In the Convent of San Damiano, Clare practised heroically the virtues that should distinguish every Christian: humility, a spirit of piety and penitence and charity. Although she was the superior, she wanted to serve the sick sisters herself and joyfully subjected herself to the most menial tasks. In fact, charity overcomes all resistance and whoever loves, joyfully performs every sacrifice. Her faith in the Real Presence of Christ in the Eucharist was so great that twice a miracle happened. Simply by showing to them the Most Blessed Sacrament distanced the Saracen mercenaries, who were on the point of attacking the convent of San Damiano and pillaging the city of Assisi.

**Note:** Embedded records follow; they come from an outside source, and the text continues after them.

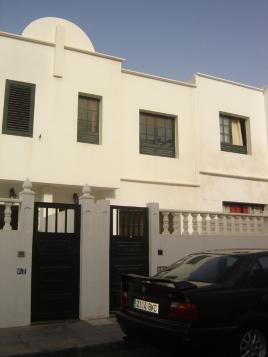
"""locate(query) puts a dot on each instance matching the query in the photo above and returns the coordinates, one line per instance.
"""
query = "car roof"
(233, 251)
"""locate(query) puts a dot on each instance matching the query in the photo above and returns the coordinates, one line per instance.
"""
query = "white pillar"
(94, 257)
(25, 229)
(153, 236)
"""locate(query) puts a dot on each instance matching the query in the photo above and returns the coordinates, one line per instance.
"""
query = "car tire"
(252, 342)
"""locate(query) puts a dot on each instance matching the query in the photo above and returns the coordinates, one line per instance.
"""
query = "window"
(19, 108)
(88, 119)
(233, 134)
(246, 208)
(157, 135)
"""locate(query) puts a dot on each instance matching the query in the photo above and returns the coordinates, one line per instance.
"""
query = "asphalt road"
(159, 349)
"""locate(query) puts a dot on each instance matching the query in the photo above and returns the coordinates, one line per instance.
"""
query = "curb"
(79, 351)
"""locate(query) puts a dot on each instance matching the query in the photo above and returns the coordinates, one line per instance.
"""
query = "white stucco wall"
(201, 176)
(15, 302)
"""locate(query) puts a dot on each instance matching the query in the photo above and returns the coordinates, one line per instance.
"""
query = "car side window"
(263, 261)
(258, 273)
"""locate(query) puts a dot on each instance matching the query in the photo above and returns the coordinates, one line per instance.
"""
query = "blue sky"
(170, 38)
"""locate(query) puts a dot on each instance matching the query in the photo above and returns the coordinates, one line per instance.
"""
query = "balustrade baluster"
(245, 224)
(221, 225)
(185, 224)
(259, 224)
(204, 223)
(195, 227)
(236, 224)
(212, 223)
(252, 224)
(165, 223)
(176, 222)
(229, 223)
(7, 217)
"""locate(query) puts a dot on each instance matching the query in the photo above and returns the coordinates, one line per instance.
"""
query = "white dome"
(44, 29)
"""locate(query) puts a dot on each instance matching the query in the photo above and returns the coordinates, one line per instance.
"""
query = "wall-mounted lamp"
(12, 193)
(75, 198)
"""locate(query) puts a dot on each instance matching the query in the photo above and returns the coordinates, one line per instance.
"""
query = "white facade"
(60, 60)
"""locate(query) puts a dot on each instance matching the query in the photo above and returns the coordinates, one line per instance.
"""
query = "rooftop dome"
(44, 29)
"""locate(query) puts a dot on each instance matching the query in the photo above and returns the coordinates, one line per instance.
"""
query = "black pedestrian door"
(55, 268)
(129, 248)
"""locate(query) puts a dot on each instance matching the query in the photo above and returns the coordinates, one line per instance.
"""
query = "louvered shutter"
(88, 119)
(19, 108)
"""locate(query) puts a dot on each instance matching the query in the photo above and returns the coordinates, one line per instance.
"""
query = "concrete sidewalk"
(67, 338)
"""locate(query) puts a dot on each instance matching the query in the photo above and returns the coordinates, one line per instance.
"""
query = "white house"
(175, 159)
(73, 116)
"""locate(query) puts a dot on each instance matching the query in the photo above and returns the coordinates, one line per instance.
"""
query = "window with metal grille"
(233, 134)
(88, 119)
(157, 134)
(19, 108)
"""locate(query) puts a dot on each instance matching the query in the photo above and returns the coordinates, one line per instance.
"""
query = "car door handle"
(265, 299)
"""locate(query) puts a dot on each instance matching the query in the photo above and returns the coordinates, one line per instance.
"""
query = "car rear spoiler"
(181, 285)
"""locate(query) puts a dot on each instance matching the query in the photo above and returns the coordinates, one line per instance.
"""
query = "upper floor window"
(88, 119)
(18, 108)
(233, 133)
(157, 134)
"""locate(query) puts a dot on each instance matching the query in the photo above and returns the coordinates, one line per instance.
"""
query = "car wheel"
(252, 342)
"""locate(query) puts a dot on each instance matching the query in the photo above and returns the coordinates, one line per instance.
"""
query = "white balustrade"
(8, 203)
(194, 223)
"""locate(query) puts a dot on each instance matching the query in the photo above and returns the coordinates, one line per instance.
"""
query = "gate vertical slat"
(56, 265)
(129, 246)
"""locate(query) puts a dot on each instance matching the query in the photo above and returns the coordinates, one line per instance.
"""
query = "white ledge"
(26, 39)
(157, 78)
(97, 54)
(165, 183)
(239, 177)
(10, 200)
(51, 44)
(228, 81)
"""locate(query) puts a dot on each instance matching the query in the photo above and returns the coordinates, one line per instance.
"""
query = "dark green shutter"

Such episodes, like other miracles whose memory lives on, prompted Pope Alexander IV to canonize her in 1255, only two years after her death, outlining her eulogy in the Bull on the Canonization of St Clare. In it we read: “How powerful was the illumination of this light and how strong the brightness of this source of light. Truly this light was kept hidden in the cloistered life; and outside them shone with gleaming rays; Clare in fact lay hidden, but her life was revealed to all. Clare was silent, but her fame was shouted out” (FF, 3284). And this is exactly how it was, dear friends: those who change the world for the better are holy, they transform it permanently, instilling in it the energies that only love inspired by the Gospel can elicit. The Saints are humanity’s great benefactors!

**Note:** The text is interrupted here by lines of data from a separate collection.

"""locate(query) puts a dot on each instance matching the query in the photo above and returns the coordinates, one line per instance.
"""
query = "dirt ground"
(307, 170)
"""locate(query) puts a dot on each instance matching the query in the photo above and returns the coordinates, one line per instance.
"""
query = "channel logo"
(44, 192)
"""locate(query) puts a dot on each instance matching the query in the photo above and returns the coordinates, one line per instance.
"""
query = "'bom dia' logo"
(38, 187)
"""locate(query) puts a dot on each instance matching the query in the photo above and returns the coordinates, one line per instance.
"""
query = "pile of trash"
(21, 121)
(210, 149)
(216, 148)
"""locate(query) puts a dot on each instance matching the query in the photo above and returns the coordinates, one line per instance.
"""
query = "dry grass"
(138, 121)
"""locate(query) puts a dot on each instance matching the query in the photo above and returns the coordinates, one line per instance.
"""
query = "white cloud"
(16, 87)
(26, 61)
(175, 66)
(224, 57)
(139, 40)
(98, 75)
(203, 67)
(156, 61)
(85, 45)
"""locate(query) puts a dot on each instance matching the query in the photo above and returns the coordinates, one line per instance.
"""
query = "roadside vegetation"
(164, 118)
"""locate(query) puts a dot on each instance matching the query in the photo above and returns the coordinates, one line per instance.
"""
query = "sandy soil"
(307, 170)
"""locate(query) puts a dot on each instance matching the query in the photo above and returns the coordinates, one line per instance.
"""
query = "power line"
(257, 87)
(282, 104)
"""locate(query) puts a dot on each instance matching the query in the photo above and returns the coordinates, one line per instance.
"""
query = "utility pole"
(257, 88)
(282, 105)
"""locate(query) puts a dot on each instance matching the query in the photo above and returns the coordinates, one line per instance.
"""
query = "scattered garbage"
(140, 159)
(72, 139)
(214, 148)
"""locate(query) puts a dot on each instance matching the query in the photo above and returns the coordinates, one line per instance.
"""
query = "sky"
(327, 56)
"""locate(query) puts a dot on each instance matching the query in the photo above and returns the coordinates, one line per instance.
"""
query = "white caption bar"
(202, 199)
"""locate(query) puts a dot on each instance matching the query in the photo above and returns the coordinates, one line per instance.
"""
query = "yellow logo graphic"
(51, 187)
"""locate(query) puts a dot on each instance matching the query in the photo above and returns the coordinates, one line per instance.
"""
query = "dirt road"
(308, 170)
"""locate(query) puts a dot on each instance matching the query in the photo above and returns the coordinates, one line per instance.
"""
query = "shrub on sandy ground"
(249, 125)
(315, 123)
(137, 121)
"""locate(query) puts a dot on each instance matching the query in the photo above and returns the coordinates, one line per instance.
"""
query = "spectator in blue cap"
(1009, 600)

St Clare’s spirituality, the synthesis of the holiness she proposed is summed up in the fourth letter she wrote to St Agnes of Prague. St Clare used an image very widespread in the Middle Ages that dates back to Patristic times: the mirror. And she invited her friend in Prague to reflect herself in that mirror of the perfection of every virtue which is the Lord himself. She wrote: “Happy, indeed, is the one permitted to share in this sacred banquet so as to be joined with all the feelings of her heart (to Christ) whose beauty all the blessed hosts of the Heavens unceasingly admire, whose affection moves, whose contemplation invigorates, whose generosity fills, whose sweetness replenishes, whose remembrance pleasantly brings light, whose fragrance will revive the dead, and whose glorious vision will bless all the citizens of the heavenly Jerusalem, because the vision of him is the splendour of everlasting glory, the radiance of everlasting light, and a mirror without tarnish. Look into this mirror every day, O Queen, spouse of Jesus Christ, and continually examine your face in it, so that in this way you may adorn yourself completely, inwardly and outwardly…. In this mirror shine blessed poverty, holy humility, and charity beyond words…” (Fourth Letter to Blessed Agnes of Prague, FF, 2901-2903).

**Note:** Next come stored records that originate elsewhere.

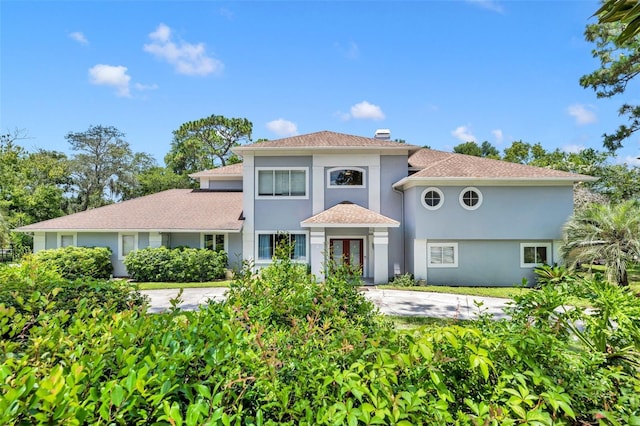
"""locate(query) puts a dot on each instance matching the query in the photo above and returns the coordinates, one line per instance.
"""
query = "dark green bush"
(78, 262)
(286, 349)
(176, 265)
(19, 284)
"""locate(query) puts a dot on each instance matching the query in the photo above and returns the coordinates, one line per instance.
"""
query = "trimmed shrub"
(21, 287)
(78, 262)
(176, 265)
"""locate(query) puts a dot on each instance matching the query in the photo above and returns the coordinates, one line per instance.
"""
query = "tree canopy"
(617, 47)
(104, 165)
(206, 143)
(605, 232)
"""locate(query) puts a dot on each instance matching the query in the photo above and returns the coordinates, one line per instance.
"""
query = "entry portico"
(354, 235)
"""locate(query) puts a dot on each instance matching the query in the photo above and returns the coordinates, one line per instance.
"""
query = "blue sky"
(436, 73)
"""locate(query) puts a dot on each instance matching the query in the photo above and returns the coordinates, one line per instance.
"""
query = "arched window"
(432, 198)
(470, 198)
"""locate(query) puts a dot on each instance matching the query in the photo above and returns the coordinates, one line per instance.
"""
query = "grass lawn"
(414, 321)
(166, 285)
(503, 292)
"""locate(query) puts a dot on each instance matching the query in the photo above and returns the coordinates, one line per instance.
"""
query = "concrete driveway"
(390, 302)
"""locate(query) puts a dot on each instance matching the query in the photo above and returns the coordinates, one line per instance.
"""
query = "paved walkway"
(390, 302)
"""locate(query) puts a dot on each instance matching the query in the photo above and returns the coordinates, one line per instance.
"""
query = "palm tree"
(606, 232)
(4, 231)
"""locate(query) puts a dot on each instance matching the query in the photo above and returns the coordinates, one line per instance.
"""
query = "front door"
(348, 251)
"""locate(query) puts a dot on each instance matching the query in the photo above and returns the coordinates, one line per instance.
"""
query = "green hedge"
(290, 350)
(78, 262)
(176, 265)
(23, 286)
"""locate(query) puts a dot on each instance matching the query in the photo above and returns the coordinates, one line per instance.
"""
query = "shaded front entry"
(348, 251)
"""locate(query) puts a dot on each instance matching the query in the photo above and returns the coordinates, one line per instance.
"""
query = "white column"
(420, 259)
(374, 187)
(39, 241)
(317, 252)
(155, 239)
(317, 203)
(381, 256)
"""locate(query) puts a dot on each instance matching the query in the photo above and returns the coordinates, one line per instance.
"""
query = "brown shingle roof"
(351, 215)
(326, 139)
(438, 164)
(172, 210)
(230, 170)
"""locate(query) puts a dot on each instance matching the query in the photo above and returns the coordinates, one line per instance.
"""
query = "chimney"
(383, 134)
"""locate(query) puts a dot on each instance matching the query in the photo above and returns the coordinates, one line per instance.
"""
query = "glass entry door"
(348, 251)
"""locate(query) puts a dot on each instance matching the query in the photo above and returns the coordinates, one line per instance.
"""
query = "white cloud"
(350, 51)
(282, 127)
(583, 114)
(110, 75)
(187, 58)
(497, 133)
(492, 5)
(366, 111)
(573, 148)
(143, 87)
(463, 133)
(79, 37)
(628, 160)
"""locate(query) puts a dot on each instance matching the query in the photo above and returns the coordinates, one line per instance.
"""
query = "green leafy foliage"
(404, 280)
(78, 262)
(287, 349)
(27, 286)
(176, 265)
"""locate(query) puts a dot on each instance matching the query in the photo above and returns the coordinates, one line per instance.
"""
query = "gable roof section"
(347, 214)
(175, 210)
(451, 166)
(326, 140)
(225, 171)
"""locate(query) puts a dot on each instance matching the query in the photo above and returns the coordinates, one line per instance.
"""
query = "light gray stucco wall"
(226, 185)
(282, 214)
(392, 169)
(505, 213)
(178, 239)
(104, 239)
(483, 263)
(234, 252)
(50, 240)
(409, 225)
(359, 196)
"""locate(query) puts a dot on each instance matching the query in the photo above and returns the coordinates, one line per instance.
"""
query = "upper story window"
(213, 242)
(282, 182)
(346, 177)
(432, 198)
(470, 198)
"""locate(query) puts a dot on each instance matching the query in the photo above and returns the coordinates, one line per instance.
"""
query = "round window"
(470, 198)
(432, 198)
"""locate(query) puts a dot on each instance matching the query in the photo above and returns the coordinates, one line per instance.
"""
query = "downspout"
(404, 260)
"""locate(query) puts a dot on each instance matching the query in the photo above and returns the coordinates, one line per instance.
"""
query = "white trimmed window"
(534, 254)
(67, 240)
(442, 255)
(470, 198)
(341, 177)
(127, 242)
(282, 182)
(267, 243)
(216, 242)
(432, 198)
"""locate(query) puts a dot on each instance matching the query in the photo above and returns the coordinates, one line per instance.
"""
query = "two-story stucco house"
(384, 206)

And then from a 2012 letter to the bishop of the area on the occasion of the anniversary of her conversion.

According to St Clare’s Testament, even before receiving his other companions Francis prophesied the way that would be taken by his first spiritual daughter and her sisters. Indeed while he was restoring the Church of St Damian, where the Crucifix had spoken to him, he proclaimed that women would live in this place who would glorify God by the holy tenor of their life (cf. FF 2826; cf. Tommaso da Celano, Vita Seconda, 13: FF 599).

The original Crucifix is now in the Basilica of St Clare. Christ’s large eyes which had fascinated Francis were to become Clare’s “mirror”. It is not by chance that the looking-glass would become a topic so dear to her that in her fourth letter to Agnes of Prague she would write: “Look into this mirror every day, O queen, spouse of Jesus Christ, and continually examine your face in it” (FF 2902).

In the years in which she met Francis to learn from him about the way of God, Clare was an attractive young woman. The “Poverello” of Assisi showed her a loftier beauty that cannot be measured by the mirror of vanity but develops in a life of authentic love, following in the footsteps of the Crucified Christ. God is the true beauty! Clare’s heart was lit up with this splendour and it gave her the courage to let her hair be cut and to embark on a life of penance.

For her, as for Francis, this decision was fraught with difficulty. Although some of her relatives understood her immediately — and Ortolana, her mother, and two of her sisters even followed her in the life she had chosen — others reacted violently. Her escape from home on the night between Palm Sunday and the Monday of Holy Week had something of an adventure about it. In the following days she was pursued to the places Francis had prepared for her but the attempts, even with force, to make her go back on her decision were in vain.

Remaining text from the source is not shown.